Nvidia RTX 4000 GPUs rumored to be a ‘major refresh’ on 5nm in 2022
Fresh leak comes direct from supply chain in Taiwan
Nvidia has new ‘Lovelace’ graphics cards that are due to arrive in 2022 which will use TSMC’s 5nm process, a fresh rumor asserts.
And this time – we have, of course, heard this from the grapevine before – the info comes purportedly direct from the supply chain.
The latest speculation is from DigiTimes, which is a somewhat hit-and-miss source, so let’s remain skeptical. The report was highlighted on Twitter by prolific leaker Retired Engineer, and it claims that the word from the factories in Taiwan which will manufacture the GPUs is that ‘Lovelace’ is indeed on 5nm as previously rumored, and will be a ‘major refresh’ for Nvidia (as expected).
"Nvidia's biennial GPU refresh coming in 2022, riding on metaverse and gaming. Following H100, based on Hopper architecture, using TSMC's 5nm + CoWoS, aimed at datacenter/AI, gaming GPU RTX40 series, based on Ada Lovelace architecture, will also tap TSMC's 5nm...."November 30, 2021
As noted, the Hopper GPUs are heavyweight cards for data center usage, and might go the MCM chiplet route, meaning multiple chips on the card, whereas the RTX 4000 products will supposedly stick with a monolithic design (a single GPU).

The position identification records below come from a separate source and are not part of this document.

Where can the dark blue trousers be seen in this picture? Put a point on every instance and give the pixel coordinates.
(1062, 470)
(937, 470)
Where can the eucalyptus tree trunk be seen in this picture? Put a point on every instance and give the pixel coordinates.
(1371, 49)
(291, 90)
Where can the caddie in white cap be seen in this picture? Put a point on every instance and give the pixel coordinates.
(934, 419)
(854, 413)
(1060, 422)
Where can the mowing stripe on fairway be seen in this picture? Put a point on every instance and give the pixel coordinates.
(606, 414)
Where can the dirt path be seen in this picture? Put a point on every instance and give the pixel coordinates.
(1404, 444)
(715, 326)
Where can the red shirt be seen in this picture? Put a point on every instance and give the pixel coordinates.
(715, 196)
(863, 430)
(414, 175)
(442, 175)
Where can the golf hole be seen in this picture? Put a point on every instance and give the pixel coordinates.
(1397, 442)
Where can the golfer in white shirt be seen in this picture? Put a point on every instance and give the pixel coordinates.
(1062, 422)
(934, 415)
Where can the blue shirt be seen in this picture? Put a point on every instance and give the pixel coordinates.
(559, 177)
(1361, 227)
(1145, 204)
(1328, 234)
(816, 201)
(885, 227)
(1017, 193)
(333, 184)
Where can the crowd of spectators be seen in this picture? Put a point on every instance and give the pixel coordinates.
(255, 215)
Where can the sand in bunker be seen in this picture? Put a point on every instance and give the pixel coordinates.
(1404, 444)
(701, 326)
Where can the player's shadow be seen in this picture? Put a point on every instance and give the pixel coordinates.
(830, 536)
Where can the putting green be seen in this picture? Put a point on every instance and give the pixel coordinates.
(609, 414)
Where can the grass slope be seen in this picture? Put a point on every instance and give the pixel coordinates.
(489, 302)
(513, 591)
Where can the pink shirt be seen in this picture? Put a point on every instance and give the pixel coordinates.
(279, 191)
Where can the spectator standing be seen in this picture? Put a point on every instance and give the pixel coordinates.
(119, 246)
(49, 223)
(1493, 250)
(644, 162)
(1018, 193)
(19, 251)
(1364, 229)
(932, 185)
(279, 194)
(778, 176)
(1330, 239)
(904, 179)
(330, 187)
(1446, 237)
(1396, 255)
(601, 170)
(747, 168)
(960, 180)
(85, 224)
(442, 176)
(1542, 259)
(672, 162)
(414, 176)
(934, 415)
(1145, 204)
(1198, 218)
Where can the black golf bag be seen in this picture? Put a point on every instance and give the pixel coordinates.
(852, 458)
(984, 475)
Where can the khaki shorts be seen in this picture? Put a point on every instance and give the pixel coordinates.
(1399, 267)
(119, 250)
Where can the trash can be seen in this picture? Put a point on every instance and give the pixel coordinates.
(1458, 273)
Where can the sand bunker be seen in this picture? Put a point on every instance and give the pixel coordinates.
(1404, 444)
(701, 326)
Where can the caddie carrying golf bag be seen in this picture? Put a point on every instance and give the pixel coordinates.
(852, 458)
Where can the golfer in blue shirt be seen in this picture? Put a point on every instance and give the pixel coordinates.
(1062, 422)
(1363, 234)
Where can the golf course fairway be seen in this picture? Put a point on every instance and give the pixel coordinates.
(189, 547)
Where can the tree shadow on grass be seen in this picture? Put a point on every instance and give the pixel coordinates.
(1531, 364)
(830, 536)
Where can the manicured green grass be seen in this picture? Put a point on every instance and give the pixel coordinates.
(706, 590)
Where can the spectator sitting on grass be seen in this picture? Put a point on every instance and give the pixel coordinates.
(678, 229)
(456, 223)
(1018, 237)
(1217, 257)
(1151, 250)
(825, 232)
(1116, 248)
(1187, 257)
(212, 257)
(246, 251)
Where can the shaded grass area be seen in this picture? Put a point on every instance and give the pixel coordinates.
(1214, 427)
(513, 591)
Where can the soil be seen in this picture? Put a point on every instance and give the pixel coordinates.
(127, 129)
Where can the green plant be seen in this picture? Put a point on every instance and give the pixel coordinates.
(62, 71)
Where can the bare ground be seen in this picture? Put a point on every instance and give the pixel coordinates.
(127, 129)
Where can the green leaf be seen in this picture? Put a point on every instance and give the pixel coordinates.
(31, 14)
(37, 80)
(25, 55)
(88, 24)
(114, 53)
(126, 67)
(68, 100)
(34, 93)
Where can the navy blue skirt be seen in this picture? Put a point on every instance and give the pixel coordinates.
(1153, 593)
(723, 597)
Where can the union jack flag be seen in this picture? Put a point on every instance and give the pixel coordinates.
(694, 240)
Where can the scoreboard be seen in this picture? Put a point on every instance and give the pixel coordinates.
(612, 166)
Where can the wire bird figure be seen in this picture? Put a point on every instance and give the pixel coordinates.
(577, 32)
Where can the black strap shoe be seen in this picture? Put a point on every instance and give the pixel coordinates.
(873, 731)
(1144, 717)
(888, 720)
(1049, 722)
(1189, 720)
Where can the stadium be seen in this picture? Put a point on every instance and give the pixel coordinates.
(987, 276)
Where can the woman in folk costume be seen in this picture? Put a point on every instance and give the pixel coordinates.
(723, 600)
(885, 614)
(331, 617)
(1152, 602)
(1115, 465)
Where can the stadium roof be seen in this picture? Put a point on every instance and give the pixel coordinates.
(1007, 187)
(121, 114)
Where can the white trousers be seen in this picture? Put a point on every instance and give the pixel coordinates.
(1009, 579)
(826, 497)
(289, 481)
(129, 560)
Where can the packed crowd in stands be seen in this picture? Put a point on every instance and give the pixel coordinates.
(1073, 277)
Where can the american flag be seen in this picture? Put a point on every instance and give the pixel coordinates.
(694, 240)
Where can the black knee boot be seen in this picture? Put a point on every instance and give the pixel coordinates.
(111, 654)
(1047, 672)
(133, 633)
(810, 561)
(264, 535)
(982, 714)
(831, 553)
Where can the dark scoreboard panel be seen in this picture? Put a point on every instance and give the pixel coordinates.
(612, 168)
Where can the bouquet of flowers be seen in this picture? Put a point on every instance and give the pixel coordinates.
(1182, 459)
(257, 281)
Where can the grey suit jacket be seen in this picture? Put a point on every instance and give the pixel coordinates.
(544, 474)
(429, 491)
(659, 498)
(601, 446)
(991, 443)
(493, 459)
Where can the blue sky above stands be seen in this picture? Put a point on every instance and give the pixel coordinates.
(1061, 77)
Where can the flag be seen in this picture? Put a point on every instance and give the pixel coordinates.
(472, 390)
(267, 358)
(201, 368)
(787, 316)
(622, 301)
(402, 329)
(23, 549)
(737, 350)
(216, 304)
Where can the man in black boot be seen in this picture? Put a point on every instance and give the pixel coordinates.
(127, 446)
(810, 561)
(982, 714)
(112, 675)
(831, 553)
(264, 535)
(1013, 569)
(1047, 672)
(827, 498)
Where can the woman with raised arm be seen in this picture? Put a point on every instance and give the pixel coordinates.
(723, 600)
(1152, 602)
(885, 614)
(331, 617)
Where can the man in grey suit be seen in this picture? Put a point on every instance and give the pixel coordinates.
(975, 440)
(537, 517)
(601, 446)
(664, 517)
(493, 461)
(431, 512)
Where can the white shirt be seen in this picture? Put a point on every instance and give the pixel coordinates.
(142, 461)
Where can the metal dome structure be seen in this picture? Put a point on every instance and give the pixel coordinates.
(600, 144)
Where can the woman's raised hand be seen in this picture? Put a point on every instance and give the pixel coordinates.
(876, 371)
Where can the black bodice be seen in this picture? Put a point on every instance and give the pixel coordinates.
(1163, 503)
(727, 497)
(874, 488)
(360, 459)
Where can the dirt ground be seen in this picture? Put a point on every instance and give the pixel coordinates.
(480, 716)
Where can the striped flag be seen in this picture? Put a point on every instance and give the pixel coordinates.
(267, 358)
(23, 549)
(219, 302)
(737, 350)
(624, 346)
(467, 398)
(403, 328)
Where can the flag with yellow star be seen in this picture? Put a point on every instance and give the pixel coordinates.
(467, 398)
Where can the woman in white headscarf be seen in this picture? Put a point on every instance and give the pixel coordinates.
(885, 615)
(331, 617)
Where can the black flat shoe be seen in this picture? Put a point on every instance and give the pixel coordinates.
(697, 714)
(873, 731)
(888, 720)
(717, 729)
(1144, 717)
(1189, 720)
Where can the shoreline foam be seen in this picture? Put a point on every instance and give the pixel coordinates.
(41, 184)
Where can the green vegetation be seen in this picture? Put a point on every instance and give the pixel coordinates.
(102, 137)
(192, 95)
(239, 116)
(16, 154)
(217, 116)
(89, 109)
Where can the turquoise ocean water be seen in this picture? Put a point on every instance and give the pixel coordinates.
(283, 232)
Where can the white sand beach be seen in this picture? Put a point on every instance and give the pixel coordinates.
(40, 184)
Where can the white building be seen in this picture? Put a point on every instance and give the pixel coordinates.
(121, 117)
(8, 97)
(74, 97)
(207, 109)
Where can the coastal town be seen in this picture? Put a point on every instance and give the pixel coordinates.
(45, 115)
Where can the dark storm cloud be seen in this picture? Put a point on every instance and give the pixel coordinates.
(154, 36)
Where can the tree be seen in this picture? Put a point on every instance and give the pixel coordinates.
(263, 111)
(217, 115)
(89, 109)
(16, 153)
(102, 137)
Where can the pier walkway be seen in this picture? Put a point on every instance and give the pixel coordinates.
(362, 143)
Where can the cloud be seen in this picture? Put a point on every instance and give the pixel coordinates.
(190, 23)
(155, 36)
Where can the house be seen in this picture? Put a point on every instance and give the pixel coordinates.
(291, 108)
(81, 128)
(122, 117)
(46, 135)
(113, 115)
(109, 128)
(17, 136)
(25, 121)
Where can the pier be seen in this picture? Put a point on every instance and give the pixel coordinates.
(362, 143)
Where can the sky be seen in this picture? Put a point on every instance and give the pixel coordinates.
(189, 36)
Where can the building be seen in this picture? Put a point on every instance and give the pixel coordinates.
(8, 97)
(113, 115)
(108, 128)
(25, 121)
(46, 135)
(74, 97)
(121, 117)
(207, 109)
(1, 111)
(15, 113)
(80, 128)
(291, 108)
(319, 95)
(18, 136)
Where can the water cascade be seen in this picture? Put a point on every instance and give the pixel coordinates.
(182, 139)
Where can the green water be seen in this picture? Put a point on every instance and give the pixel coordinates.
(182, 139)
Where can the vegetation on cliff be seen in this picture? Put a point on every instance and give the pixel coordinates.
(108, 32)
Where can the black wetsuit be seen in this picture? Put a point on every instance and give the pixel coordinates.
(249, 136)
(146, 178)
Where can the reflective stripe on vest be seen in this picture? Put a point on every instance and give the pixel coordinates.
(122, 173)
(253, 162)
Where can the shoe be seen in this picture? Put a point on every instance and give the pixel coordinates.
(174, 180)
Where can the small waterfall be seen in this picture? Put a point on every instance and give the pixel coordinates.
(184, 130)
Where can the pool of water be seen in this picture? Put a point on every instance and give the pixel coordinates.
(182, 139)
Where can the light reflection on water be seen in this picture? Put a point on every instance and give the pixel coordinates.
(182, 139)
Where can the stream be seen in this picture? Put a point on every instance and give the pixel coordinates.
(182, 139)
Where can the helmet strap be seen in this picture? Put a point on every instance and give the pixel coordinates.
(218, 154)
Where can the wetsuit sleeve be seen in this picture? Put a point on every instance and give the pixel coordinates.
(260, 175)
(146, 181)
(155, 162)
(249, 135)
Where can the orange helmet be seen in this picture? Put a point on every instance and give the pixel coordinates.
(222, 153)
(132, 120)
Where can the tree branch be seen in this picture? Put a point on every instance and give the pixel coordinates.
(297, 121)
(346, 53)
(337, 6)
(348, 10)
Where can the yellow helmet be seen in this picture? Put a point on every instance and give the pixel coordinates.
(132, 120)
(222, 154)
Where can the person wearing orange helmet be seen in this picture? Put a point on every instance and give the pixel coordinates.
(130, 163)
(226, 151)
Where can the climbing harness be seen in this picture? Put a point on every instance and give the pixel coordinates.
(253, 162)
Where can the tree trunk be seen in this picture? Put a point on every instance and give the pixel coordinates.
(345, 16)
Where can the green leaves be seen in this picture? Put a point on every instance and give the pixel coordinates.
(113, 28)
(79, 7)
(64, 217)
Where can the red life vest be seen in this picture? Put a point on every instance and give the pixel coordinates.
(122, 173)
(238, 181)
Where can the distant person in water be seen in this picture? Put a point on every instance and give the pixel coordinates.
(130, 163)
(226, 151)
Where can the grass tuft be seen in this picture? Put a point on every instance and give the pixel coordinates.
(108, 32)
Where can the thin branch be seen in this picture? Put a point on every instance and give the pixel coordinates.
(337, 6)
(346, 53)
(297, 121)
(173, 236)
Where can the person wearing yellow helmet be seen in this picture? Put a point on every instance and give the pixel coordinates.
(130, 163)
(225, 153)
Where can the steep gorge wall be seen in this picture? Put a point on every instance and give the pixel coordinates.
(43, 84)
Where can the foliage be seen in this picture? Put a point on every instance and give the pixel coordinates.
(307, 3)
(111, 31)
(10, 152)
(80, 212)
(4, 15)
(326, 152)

No other details are imparted by the DigiTimes article, but previous rumors hold that the RTX 4090 could have 18,432 CUDA cores, and be armed with 24GB of GDDR6X VRAM and a 384-bit memory interface. It’s expected to be clocked at around 2.3GHz to 2.5GHz, and to be an extremely powerful GPU – possibly in the order of 2.5x faster than the current RTX 3090.
Analysis: Seriously powerful and proportionately pricey no doubt
All the above, including the latest info from the supply chain revealed here, should be taken with a massive amount of salt, naturally. This new leak adds considerable weight to the 5nm TSMC assertion, of course – although we were already fairly sure about that prospect – and we can take it from all the previous spillage around the RTX 4090 flagship that it’s likely to be seriously powerful. Which means, of course, that the rest of the range will follow broadly in line with that.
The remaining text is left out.